The PetaLinux builds will then be configured for offline build.

Build everything

This builds everything that the target supports — the Vivado project and XSA, the standalone application and the PetaLinux image — and gathers the boot images into bootimages/*.zip:

./build.sh all --target <target>
./build.sh all --target all      # every target in the repo

On Windows, all builds everything that the host can build and reports the Linux-only stages as BLOCKED rather than failing.

Launch the baremetal application (FPGA / AUBoard)

The standalone application produced by ./build.sh standalone --target auboard is a camera-bring-up program that:

  • programs the on-FMC IDT 8T49N24x clock generator,

  • programs the DP159 HDMI re-driver,

  • initialises the connected RPi cameras (IMX219 or OV5640),

  • configures the MIPI / frame-buffer / mixer / HDMI pipeline,

  • and continuously composes the live video onto an HDMI monitor.

To run it:

  1. Connect the [RPi Camera FMC] to the AUBoard FMC connector, attach one or more [Raspberry Pi camera module v2] modules to the FMC, and connect an HDMI monitor to the FMC’s HDMI output.

  2. Connect the USB-UART and open a terminal at 115200 baud.

  3. Power the board and program the bitstream / ELF from the Vitis GUI (Run As → Launch Hardware) or with xsct and the generated boot.tcl under Vitis/auboard_workspace/.
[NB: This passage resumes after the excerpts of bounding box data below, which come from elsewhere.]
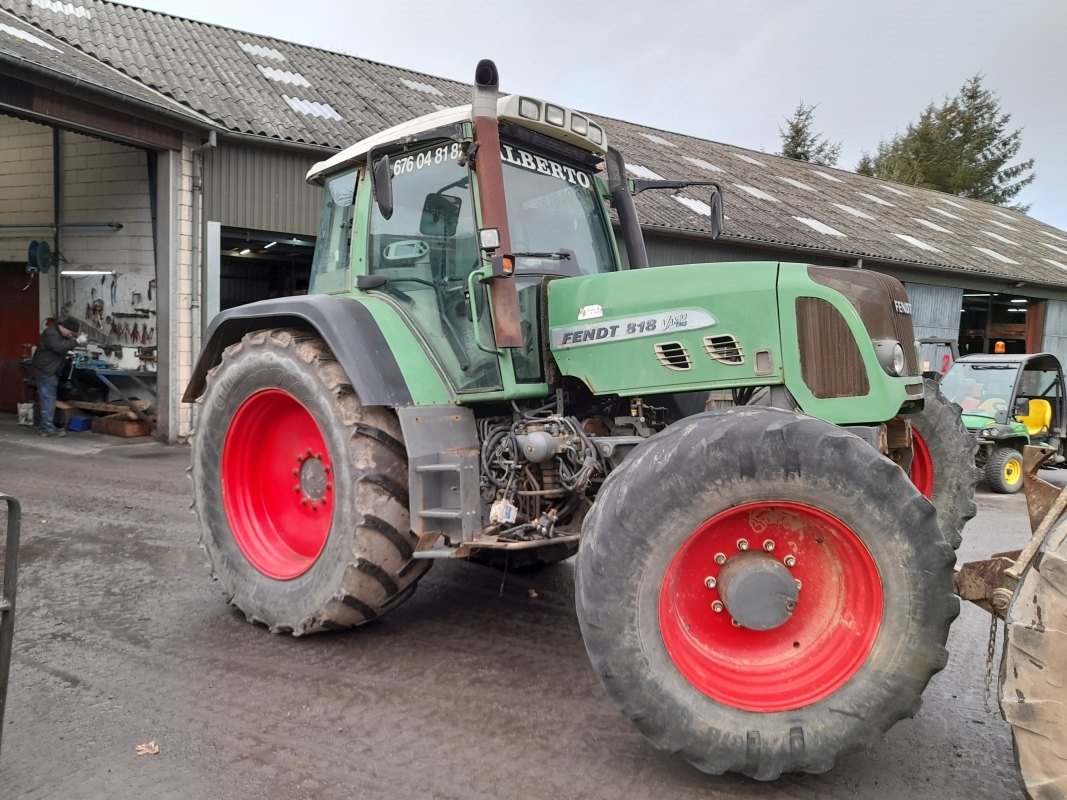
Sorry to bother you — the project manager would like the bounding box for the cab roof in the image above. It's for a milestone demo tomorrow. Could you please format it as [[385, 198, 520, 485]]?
[[307, 95, 607, 183]]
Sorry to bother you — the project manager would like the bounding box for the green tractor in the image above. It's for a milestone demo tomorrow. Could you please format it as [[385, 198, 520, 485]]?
[[941, 353, 1067, 494], [185, 62, 975, 779]]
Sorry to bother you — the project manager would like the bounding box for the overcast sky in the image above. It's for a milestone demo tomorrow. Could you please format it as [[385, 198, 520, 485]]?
[[128, 0, 1067, 229]]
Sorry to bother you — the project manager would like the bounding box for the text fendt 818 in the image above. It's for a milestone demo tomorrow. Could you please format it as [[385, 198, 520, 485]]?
[[186, 62, 975, 779]]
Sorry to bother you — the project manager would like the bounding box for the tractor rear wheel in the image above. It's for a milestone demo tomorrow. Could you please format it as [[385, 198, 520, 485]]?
[[192, 329, 428, 636], [575, 407, 959, 780], [1001, 523, 1067, 800], [985, 447, 1022, 495], [908, 379, 982, 548]]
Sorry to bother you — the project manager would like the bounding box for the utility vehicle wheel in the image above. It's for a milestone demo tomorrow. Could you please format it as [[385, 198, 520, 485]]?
[[985, 447, 1022, 495], [192, 329, 428, 636], [1001, 523, 1067, 800], [575, 407, 959, 780], [908, 379, 982, 548]]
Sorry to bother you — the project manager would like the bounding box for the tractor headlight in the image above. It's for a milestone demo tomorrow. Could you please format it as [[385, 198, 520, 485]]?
[[871, 339, 908, 378]]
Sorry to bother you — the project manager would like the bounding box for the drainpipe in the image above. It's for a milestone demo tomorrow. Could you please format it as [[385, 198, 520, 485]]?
[[190, 130, 218, 357], [52, 128, 63, 322]]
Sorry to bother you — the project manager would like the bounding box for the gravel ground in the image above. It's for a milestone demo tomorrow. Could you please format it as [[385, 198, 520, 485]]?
[[0, 415, 1029, 800]]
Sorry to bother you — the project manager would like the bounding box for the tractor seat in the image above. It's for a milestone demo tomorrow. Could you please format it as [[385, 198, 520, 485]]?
[[1016, 398, 1052, 436]]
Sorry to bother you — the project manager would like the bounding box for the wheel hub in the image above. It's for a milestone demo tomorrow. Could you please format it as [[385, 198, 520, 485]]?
[[718, 551, 800, 630], [297, 453, 330, 502]]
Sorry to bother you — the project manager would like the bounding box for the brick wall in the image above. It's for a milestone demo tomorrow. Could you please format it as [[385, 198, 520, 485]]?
[[60, 132, 156, 345], [0, 116, 53, 319]]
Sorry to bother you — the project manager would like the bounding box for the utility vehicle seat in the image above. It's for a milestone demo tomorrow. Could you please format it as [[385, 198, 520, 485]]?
[[1016, 398, 1052, 436]]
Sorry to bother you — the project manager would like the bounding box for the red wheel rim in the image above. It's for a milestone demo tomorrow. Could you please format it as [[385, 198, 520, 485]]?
[[659, 502, 882, 713], [909, 428, 934, 500], [222, 389, 334, 580]]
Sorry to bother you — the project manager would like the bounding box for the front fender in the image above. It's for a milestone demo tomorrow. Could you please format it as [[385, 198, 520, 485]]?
[[181, 294, 413, 406]]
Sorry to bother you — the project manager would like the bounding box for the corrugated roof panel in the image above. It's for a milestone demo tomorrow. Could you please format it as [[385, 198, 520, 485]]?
[[893, 234, 941, 253], [775, 175, 818, 192], [734, 183, 781, 203], [682, 156, 722, 172], [982, 230, 1019, 247], [926, 206, 964, 220], [812, 170, 845, 183], [626, 164, 664, 180], [671, 194, 712, 217], [830, 203, 874, 220], [256, 64, 312, 86], [400, 78, 445, 97], [0, 22, 63, 52], [282, 95, 344, 119], [793, 217, 844, 237], [971, 244, 1019, 265], [856, 192, 896, 208], [641, 132, 678, 147], [237, 42, 285, 61], [730, 153, 766, 166], [911, 217, 952, 234], [30, 0, 93, 19]]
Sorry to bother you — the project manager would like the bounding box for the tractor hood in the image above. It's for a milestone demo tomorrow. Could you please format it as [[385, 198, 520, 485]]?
[[548, 262, 782, 395]]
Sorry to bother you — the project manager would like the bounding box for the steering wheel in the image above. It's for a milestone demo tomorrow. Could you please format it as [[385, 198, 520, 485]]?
[[978, 397, 1007, 414]]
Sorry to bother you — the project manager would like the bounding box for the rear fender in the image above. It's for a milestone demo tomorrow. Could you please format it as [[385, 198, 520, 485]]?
[[181, 294, 412, 406]]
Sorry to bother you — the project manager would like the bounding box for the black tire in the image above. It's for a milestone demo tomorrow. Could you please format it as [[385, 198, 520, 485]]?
[[983, 447, 1023, 495], [575, 407, 959, 780], [908, 379, 982, 548], [192, 329, 429, 636]]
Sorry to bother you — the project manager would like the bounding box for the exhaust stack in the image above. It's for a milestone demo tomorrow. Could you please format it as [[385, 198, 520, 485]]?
[[472, 59, 523, 348]]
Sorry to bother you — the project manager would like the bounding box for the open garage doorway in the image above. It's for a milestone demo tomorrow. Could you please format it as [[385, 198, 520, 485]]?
[[208, 223, 315, 310]]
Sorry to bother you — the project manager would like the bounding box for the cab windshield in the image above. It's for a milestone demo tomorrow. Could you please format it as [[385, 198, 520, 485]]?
[[941, 362, 1020, 419], [500, 142, 615, 275]]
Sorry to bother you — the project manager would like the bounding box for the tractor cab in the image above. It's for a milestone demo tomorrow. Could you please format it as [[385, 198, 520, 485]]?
[[941, 353, 1067, 493]]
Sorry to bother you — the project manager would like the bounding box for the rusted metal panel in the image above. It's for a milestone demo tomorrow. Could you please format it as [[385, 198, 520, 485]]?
[[796, 298, 871, 399], [204, 142, 322, 236], [808, 267, 917, 375]]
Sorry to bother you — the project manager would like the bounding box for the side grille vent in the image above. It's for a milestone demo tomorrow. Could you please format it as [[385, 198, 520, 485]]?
[[655, 341, 692, 372], [704, 335, 745, 364]]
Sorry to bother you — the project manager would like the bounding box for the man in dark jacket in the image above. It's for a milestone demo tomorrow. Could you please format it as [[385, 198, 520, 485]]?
[[30, 317, 87, 436]]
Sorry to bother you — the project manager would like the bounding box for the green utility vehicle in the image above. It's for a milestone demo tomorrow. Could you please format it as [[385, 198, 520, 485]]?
[[186, 62, 974, 779], [941, 353, 1067, 493]]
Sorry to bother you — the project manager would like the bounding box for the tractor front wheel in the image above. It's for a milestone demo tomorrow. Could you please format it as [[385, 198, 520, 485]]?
[[985, 447, 1022, 495], [192, 329, 429, 636], [909, 379, 982, 547], [576, 407, 959, 780]]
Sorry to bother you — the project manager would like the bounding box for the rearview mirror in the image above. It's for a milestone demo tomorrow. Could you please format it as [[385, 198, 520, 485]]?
[[375, 156, 393, 220], [418, 193, 463, 237]]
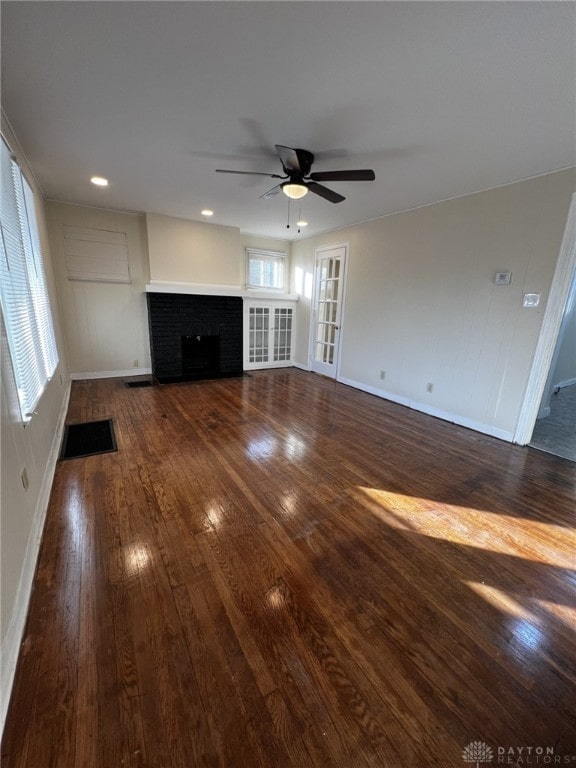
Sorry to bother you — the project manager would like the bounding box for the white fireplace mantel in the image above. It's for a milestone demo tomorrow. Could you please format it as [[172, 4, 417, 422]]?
[[146, 280, 298, 301]]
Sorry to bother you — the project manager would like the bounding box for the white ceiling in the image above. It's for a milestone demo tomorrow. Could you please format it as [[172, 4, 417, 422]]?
[[1, 1, 576, 239]]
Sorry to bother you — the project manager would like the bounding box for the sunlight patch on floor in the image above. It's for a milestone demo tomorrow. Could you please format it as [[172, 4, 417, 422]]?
[[357, 486, 576, 569]]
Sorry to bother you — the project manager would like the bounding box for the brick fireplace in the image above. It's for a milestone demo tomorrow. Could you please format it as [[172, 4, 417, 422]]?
[[146, 292, 243, 384]]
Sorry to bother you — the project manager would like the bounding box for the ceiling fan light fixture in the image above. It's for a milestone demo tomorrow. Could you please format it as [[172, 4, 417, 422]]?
[[282, 181, 308, 200]]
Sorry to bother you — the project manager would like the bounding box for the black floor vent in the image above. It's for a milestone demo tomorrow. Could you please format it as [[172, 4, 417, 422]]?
[[60, 419, 118, 459]]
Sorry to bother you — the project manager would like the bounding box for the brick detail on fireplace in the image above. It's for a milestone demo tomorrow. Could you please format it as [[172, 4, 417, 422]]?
[[146, 293, 243, 383]]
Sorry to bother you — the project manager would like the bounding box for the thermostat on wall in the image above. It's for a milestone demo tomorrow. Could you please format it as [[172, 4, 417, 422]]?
[[494, 272, 512, 285], [522, 293, 540, 307]]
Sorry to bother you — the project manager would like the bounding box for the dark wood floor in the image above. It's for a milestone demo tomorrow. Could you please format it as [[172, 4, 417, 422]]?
[[2, 369, 576, 768]]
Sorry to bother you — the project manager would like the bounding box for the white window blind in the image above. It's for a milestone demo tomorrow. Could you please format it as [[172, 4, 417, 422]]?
[[246, 248, 286, 291], [0, 141, 58, 421]]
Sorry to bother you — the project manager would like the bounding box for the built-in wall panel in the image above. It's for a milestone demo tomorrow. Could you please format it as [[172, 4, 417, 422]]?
[[292, 170, 574, 439], [48, 202, 150, 377], [0, 122, 69, 730]]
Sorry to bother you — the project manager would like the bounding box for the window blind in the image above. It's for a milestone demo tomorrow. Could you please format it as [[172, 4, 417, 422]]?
[[0, 141, 58, 421], [246, 248, 286, 291]]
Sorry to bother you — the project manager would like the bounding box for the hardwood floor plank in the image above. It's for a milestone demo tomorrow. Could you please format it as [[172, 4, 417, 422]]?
[[2, 369, 576, 768]]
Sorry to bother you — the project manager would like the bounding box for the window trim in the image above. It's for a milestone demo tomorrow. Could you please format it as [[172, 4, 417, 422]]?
[[246, 248, 287, 293], [0, 137, 59, 425]]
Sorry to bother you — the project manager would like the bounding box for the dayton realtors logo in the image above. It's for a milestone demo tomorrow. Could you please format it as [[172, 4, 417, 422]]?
[[462, 741, 576, 768], [462, 741, 494, 768]]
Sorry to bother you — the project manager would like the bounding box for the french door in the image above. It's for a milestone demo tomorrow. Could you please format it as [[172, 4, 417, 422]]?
[[312, 245, 348, 379]]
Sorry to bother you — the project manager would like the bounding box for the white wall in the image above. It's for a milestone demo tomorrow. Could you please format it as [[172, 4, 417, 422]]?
[[146, 213, 243, 287], [292, 171, 574, 439], [47, 202, 150, 378], [146, 213, 290, 291], [0, 115, 69, 728]]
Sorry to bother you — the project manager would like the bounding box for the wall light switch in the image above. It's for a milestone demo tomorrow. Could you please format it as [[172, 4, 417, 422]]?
[[522, 293, 540, 307], [494, 272, 512, 285]]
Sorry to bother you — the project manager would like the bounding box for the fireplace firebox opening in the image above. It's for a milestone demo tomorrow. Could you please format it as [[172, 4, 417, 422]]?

Expected UART output (with two cameras attached to CAM0 and CAM2 of the RPi Camera FMC):

################################################
#    Raspberry Pi Camera to HDMI Example       #
#    For the Opsero RPi Camera FMC (OP068)     #
################################################

Detected 2 connected cameras:
  - CAM0: Raspberry Pi Camera v2   to Mixer layer 1
  - CAM2: Raspberry Pi Camera v2   to Mixer layer 2

Configuring cameras:
  - CAM0: SUCCESS
  - CAM2: SUCCESS

TX stream is up

The repeated VERBOSITY is disabled : 0 lines emitted by the underlying HDMI / video-processing driver code are benign and can be ignored.